Volume 5: December 2008 Using Statistics to Ease
Patients' Fears About LASIK

Our Static Market

I have found that prospective refractive patients respond to statistics amazingly well. I use my personal LASIK statistics to reassure patients about the risk and benefits of undergoing surgery. My experience has taught me how to use negative statistics in a positive light to assuage peoples’ fears about LASIK surgery, and how to use positive statistics to convince patients that refractive surgery is right for them.

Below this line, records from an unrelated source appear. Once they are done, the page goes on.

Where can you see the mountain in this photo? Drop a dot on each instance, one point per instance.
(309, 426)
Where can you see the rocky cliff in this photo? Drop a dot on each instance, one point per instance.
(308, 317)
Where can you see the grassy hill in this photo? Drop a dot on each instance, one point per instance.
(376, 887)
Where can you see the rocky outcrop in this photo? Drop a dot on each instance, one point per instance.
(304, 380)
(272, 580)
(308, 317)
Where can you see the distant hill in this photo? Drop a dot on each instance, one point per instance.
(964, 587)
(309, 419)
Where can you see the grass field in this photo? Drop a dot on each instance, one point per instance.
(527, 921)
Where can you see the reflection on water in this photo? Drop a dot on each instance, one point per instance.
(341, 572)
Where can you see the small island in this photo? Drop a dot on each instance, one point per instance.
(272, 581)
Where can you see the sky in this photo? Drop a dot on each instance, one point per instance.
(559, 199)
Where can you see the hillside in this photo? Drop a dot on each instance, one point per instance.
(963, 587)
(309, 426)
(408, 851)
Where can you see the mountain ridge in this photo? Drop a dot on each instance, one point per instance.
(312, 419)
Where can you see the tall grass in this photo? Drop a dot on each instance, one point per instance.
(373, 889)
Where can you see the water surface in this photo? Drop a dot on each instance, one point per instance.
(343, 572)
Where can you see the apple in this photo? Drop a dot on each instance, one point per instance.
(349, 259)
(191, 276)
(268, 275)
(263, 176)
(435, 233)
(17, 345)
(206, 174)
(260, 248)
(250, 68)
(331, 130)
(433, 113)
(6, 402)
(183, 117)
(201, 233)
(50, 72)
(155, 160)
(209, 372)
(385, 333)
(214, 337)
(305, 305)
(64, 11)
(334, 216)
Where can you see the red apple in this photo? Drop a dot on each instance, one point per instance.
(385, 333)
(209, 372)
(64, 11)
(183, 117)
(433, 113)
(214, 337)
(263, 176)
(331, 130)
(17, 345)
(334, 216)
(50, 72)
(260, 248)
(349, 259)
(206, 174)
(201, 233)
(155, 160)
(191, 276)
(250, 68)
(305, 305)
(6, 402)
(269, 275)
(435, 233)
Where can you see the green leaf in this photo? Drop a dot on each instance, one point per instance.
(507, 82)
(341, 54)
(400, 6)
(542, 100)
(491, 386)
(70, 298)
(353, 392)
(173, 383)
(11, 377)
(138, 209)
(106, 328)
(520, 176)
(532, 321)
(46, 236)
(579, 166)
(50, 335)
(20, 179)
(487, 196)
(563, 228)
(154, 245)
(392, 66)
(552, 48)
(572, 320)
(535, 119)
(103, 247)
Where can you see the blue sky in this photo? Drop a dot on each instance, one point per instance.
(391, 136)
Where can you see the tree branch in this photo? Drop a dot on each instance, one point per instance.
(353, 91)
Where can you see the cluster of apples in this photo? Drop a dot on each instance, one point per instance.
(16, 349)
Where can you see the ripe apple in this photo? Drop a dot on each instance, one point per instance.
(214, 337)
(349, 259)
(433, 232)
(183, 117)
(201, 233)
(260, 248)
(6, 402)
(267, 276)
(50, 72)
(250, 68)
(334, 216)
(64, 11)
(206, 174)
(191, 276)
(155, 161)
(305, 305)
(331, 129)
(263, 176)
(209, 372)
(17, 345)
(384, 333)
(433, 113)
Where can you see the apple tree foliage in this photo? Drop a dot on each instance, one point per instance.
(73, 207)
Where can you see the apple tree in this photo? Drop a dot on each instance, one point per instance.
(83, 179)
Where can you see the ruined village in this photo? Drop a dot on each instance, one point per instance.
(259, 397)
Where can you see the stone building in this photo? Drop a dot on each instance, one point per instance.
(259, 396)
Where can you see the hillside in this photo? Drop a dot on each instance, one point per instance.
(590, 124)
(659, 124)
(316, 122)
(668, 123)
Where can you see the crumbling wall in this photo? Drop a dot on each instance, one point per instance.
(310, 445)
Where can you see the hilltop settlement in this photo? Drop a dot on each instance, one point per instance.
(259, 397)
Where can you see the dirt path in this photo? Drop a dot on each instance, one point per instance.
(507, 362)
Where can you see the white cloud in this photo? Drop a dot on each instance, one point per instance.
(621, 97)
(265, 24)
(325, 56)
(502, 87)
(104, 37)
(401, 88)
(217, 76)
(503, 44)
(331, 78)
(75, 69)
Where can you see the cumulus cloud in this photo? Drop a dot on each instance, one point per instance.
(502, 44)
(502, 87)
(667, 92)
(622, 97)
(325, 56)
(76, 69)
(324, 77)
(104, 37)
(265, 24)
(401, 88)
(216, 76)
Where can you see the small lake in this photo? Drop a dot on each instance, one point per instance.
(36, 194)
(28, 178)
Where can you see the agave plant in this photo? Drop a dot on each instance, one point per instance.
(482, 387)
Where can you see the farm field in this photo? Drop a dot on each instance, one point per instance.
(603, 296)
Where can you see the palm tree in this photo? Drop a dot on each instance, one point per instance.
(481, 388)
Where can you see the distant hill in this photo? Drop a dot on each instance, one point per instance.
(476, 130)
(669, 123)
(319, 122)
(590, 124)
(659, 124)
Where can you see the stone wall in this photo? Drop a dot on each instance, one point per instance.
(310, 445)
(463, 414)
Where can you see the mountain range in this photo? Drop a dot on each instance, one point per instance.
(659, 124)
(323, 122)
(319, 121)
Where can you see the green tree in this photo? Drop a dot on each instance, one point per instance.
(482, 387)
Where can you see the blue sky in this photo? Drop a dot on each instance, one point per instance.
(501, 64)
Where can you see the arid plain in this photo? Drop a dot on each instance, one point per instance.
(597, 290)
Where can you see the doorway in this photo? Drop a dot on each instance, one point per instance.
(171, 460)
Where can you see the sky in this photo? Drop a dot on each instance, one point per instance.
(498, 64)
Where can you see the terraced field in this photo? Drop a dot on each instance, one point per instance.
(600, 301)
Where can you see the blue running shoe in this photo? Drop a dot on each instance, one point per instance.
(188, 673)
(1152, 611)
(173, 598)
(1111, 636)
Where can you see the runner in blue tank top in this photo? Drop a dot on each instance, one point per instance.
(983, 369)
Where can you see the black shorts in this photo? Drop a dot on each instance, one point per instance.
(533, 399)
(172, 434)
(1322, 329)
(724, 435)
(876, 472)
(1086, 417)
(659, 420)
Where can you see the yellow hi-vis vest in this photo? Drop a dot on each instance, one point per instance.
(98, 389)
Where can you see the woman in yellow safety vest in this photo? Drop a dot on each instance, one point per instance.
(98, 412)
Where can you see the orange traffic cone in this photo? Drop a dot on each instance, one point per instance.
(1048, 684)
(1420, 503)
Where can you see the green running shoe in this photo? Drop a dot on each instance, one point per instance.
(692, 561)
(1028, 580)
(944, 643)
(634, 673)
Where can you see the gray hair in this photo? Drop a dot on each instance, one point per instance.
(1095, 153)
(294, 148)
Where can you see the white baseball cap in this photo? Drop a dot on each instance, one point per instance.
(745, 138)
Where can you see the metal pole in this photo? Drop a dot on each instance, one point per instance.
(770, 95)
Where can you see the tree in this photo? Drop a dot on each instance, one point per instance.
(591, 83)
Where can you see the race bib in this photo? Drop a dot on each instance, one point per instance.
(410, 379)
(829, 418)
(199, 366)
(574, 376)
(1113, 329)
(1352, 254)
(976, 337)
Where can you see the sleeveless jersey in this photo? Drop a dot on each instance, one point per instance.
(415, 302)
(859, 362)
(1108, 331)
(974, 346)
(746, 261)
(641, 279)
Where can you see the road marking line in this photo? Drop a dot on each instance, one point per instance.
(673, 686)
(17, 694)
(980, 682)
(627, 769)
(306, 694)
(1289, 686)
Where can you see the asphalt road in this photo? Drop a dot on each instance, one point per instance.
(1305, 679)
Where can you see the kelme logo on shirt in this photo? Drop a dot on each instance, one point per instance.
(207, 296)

TURNING NEGATIVES INTO POSITIVES
I share my good and poor operative results with prospective LASIK patients because I think doing so enhances my credibility with them. For example, I tell them that I myself underwent LASIK and now have glare. I stress that I have lived with the glare since the original surgery, and it does not interfere with my daily activities. Then, I tell them that one out of every 1,250 LASIK patients will experience some degree of this symptom postoperatively. I do not try to predict whether or not glare will affect them, although I may tell high myopes that their risk for glare is slightly higher because I anticipate having to use a small optical zone.

I also use the strategy of stating a negative and then stressing a positive action, which often puts the patient in control. For example, I may say that one out of 2,000 LASIK patients will have a slipped flap. I then explain that the most common cause of this complication is a failure to follow the postoperative instructions—such as not wearing the eye shield at bedtime.

Another example includes informing patients of the possibility of dry eye developing or worsening as a result of refractive surgery. I tell a perimenopausal female patient that she is at a greater risk of dry eye because of her risk factors and because the LASIK flap may denervate the cornea. But, I also explain that my staff and I are taking steps pre- and postoperatively to prevent and address the problem.

Bottom line: I inform patients of potential negative issues, and then either empower them to take control over their personal outcomes or reassure them that my staff and I are aware of these problems and actively work to prevent them.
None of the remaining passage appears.